| Home
People
Publications
Projects
PROXIMITY
What's New
About PROXIMITY
FAQ
Downloads
Documentation
License
Acknowledgments
Mailing lists
Contact
Data
News
|
PROXIMITY is a system for relational
knowledge discovery designed and implemented by the Knowledge Discovery
Laboratory in the Department of Computer
Science at the University of
Massachusetts Amherst.
What is relational knowledge discovery?
Knowledge discovery is the extraction of non-trivial,
previously unknown, and useful information from
data. Relational knowledge discovery is knowledge discovery
in relational data. For the purposes of this discussion, a
relational data structure is a labeled, directed graph in
which objects from the domain of discourse are
connected by links that represent relationships
between pairs of objects. Both objects and links can have an
arbitrary number of attributes.
Figure 1 shows a fragment of a relational data structure
from the cinematic domain. The objects include movies (e.g.,
Network and The Thomas Crown Affair), people
(Faye Dunaway), studios (MGM), and awards (Oscars). The
links include (among others) the ActorIn
relationship between a person and a movie; the
StudioOf relationship between a studio and a movie;
and the Nominated relationship between a movie or a
person and an award.
 |
| Figure 1: Graphical data fragment from a movie database |
In this diagram, the labels on the objects indicate the value
of the attribute name, and the labels on links indicate
the value of the attribute type. Not shown in the figure
are other attributes of objects, such as the gender of an actor,
the year a movie was released, or the location of a
studio. Similarly, links could have additional attributes, such
as the salary an actor received for starring in a given
movie.
PROXIMITY offers a more flexible data
representation than many other approaches to knowledge discovery
and machine learning. Other techniques assume their input data
instances are structurally homogeneous, identically distributed,
and statistically independent. These assumptions lead to a
“flat-file” data format in which each instance is
represented by a vector of features, and all the vectors have the
same length. Relational knowledge discovery is designed for the
many real-life domains that do not meet these criteria. Objects
in a PROXIMITY database can be structurally
heterogeneous. They can have a variable number of attributes, and
a variable number of values for each attribute. The relationships
encoded by links violate the assumption that each object is
statistically independent of the others.
Relational knowledge discovery is particularly applicable when
data about objects and events are used to make inferences about
organizations and activities. Examples of such cases include:
- Epidemiology (relating people, animals, homes, and workplaces);
- Fraud detection (relating people, transactions,
businesses, and accounts),
- Actions of complex computer systems (relating users,
automated agents, machines, and sessions).

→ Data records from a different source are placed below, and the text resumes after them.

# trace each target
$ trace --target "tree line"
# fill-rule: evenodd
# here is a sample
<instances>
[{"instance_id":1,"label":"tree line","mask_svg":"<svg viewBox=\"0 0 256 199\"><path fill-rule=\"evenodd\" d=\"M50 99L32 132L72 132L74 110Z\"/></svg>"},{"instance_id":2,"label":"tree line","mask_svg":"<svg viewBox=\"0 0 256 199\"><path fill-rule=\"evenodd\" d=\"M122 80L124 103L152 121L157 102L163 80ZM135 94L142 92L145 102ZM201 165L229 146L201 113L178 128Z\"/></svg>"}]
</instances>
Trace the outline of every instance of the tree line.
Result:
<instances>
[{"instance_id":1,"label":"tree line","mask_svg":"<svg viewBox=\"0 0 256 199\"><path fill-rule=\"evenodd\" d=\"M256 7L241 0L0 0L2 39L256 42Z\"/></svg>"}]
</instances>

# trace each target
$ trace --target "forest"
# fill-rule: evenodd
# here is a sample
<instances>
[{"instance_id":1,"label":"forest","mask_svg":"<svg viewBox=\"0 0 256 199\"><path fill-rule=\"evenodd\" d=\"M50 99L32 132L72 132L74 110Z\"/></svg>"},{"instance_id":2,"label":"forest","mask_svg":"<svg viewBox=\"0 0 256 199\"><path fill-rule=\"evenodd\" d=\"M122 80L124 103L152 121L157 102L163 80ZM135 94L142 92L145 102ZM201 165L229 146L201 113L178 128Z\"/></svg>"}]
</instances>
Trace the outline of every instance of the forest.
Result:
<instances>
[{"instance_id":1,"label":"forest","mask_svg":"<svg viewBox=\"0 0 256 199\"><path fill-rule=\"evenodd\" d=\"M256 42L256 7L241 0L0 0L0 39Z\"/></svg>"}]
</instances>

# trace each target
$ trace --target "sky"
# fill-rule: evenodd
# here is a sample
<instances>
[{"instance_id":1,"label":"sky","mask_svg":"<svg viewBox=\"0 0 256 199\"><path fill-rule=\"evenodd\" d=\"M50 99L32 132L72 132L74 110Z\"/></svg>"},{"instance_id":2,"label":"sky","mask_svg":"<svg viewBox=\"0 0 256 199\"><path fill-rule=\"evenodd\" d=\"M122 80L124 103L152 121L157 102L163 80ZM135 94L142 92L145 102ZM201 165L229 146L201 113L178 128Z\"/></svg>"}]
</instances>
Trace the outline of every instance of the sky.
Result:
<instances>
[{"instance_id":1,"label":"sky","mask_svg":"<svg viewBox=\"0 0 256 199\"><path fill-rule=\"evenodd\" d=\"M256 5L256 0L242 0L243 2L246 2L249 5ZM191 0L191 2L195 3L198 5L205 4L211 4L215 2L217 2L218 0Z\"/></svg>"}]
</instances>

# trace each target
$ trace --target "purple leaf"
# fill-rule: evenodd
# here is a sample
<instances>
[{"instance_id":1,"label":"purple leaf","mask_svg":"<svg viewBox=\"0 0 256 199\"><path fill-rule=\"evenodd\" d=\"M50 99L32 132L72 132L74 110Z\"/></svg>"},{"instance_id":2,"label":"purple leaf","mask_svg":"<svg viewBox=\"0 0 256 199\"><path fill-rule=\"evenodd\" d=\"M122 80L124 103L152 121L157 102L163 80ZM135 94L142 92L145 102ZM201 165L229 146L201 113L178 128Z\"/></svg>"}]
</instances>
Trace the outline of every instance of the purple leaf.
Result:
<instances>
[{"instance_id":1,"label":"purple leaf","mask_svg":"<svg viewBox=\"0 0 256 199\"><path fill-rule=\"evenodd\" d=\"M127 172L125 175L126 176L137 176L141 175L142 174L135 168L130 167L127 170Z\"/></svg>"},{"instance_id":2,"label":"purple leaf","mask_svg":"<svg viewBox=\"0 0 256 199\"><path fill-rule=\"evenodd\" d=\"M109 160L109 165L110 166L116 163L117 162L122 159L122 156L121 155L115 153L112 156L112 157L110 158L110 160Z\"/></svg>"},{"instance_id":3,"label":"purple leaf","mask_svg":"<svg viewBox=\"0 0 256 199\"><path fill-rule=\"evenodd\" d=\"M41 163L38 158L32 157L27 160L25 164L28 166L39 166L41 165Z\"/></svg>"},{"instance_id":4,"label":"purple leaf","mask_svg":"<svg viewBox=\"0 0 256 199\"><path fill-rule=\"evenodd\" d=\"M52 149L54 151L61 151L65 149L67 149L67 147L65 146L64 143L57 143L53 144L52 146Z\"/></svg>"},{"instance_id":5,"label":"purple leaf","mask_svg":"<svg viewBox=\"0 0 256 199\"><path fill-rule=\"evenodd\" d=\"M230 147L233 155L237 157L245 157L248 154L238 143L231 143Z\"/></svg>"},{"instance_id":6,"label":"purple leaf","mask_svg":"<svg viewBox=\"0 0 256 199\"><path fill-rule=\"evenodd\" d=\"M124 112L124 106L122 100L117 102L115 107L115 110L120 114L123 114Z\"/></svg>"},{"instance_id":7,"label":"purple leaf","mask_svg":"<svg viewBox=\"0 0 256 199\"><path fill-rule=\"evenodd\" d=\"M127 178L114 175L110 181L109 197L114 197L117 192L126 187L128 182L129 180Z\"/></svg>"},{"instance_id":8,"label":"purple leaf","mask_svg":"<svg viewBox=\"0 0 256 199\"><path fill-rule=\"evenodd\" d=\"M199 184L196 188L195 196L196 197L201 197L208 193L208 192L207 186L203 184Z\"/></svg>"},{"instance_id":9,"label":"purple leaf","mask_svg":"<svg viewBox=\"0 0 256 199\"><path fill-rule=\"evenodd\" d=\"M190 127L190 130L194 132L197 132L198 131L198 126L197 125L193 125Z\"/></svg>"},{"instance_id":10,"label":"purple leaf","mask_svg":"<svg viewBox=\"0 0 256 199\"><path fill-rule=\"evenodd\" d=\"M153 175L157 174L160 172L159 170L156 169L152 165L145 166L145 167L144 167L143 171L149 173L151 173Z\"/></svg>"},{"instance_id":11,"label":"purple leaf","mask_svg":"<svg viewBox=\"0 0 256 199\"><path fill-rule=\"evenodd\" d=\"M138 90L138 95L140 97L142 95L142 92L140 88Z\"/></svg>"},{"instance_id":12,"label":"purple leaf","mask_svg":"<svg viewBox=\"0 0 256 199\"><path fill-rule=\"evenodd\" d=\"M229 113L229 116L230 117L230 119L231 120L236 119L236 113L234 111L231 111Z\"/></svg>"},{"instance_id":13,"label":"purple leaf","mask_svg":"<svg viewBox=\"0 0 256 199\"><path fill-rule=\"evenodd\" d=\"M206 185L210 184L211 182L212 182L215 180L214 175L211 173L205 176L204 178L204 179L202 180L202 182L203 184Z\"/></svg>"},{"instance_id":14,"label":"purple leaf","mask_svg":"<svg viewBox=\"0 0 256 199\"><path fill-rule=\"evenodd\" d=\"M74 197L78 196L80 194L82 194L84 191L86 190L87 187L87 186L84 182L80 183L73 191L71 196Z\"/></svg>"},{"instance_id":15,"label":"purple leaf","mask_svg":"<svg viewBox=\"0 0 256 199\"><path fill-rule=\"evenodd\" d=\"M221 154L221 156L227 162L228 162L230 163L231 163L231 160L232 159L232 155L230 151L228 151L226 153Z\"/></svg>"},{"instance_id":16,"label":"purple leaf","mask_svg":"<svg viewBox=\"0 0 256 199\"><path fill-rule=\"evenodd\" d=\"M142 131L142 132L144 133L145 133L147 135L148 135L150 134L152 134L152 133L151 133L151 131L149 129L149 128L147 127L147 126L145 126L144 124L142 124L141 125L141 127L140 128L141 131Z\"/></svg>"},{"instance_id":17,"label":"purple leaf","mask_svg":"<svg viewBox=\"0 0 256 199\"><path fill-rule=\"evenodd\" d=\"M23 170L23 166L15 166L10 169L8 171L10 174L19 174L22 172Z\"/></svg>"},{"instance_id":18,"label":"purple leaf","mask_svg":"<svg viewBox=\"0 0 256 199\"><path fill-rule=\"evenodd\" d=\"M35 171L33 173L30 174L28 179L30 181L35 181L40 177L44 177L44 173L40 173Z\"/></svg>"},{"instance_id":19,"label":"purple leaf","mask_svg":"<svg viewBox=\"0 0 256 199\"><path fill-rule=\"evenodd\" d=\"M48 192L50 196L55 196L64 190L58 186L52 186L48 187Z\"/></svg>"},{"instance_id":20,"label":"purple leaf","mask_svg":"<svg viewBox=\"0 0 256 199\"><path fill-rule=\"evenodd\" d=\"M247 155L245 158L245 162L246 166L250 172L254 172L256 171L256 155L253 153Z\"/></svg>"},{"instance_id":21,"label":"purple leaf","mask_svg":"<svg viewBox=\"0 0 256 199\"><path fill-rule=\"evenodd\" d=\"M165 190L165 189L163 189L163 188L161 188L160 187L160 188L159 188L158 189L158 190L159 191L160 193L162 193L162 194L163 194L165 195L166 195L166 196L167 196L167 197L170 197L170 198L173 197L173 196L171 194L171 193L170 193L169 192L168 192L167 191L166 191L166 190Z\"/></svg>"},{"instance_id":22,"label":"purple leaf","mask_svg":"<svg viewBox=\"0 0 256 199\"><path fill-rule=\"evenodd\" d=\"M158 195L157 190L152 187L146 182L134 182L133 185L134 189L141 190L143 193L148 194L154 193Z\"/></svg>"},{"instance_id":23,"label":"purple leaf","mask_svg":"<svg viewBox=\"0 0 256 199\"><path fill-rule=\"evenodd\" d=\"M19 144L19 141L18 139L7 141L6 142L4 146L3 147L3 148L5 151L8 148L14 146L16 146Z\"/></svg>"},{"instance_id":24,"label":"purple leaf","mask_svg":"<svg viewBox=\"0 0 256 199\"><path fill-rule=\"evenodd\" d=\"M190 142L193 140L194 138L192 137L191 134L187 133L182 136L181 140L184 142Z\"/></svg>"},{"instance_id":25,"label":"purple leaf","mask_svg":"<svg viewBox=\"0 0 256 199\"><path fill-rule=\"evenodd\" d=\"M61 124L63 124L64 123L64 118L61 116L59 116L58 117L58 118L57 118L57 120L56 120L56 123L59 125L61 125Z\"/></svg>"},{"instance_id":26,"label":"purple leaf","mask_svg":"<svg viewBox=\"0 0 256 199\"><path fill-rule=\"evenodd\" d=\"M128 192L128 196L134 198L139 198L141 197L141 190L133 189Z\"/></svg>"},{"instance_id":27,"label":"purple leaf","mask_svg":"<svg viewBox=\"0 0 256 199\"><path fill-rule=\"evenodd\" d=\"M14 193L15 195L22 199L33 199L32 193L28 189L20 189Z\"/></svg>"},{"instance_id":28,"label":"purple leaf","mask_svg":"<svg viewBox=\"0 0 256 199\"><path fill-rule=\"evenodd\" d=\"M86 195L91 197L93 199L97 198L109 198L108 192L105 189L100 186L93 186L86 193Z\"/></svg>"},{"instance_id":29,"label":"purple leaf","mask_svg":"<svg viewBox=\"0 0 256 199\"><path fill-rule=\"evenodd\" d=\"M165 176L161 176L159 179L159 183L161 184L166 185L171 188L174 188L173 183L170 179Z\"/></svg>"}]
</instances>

What is a PROXIMITY database?
A PROXIMITY database consists of objects,
directed binary links, and attributes that record
characteristics of the objects and links. An object or link
can have zero or more attributes. An attribute is a <name,
value> pair where the attribute value is a set. For a given
attribute name, an object or link can have no values (the
empty set), one value, or multiple values. For example, a
movie might have several titles (working title, release
title, translated title), one title only, or none at all. A
value of the empty set indicates that either the attribute is
not relevant for that object (or link) or the attribute is
relevant but no information is recorded.
The PROXIMITY data schema differs from
those commonly used in relational databases. A traditional
database schema stores records for each type of object
(movies, persons, studios, awards) in a separate table. Each
table contains a fixed number of fields that store attributes
(a movie might have fields for name, year of release,
etc.). A traditional schema is specified once, before the
database is constructed. It can be difficult to change the
schema, change the type of an individual object, or insert
records for objects whose type is uncertain. Thus, a
traditional schema doesn't easily support the iterative
structuring or “sense-making” activities that are
central to knowledge discovery.
In contrast, the schema used by PROXIMITY
escapes the rigid record typing of a traditional schema, and
it enables analysts to introduce and transform data
structures as analysis progresses. Specifically, the
PROXIMITY schema supports:
- Flexible typing The type of an
object or link is an attribute like any other. An object or
link can have no type, one type, or many types, and types of
objects and links can be easily changed. In a conventional
relational database, changing an object's type would require
moving records from one table to another, and altering the
fields of an existing record to match the new table.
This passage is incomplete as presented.